Bagi teman-teman sekolahnya, kemampuan itu merupakan berkah karena menjadikan Alam sebagai wakil sekolah dalam lomba Cerdas Tangkas.


Sebagai anak tapol yang kemudian dihukum mati, kehidupan Alam tidak pernah tenang. Sebutan ‘anak pengkhianat negara’ menjadi beban yang selalu mengikuti Alam. 

‘Dosa’ ayahnya yang sudah dihukum mati pun tetap membuat Alam dan keluarganya menemui banyak kesulitan.


Pada buku Namaku Alam 1, Alam yang sudah berusia 33 tahun, menceritakan kehidupan masa lalunya hingga usia SMA.

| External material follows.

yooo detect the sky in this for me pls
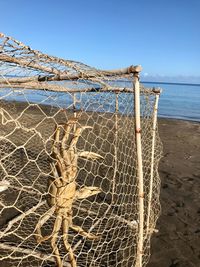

Aku menerka-nerka, jilid kedua akan berkisah tentang Alam hingga bertemu Lintang Utara.

Terkaan yang mengandung harapan pembaca 😅.


Siapakah Lintang Utara? Silakan baca novel Pulang 😁


Seperti buku-buku Leila S. Chudori yang lain, Namaku Alam juga berhasil membuatku sulit move on dari ceritanya. Ada sekelumit sejarah yang tidak pernah diceritakan. Nasib keluarga eks tapol yang sebagian besar tidak terlibat dalam perpolitikan, harus ikut menanggung segala akibatnya.


Aku benar-benar menantikan buku selanjutnya. Semoga semuanya lancar, sampai buku itu tiba di pelukanku.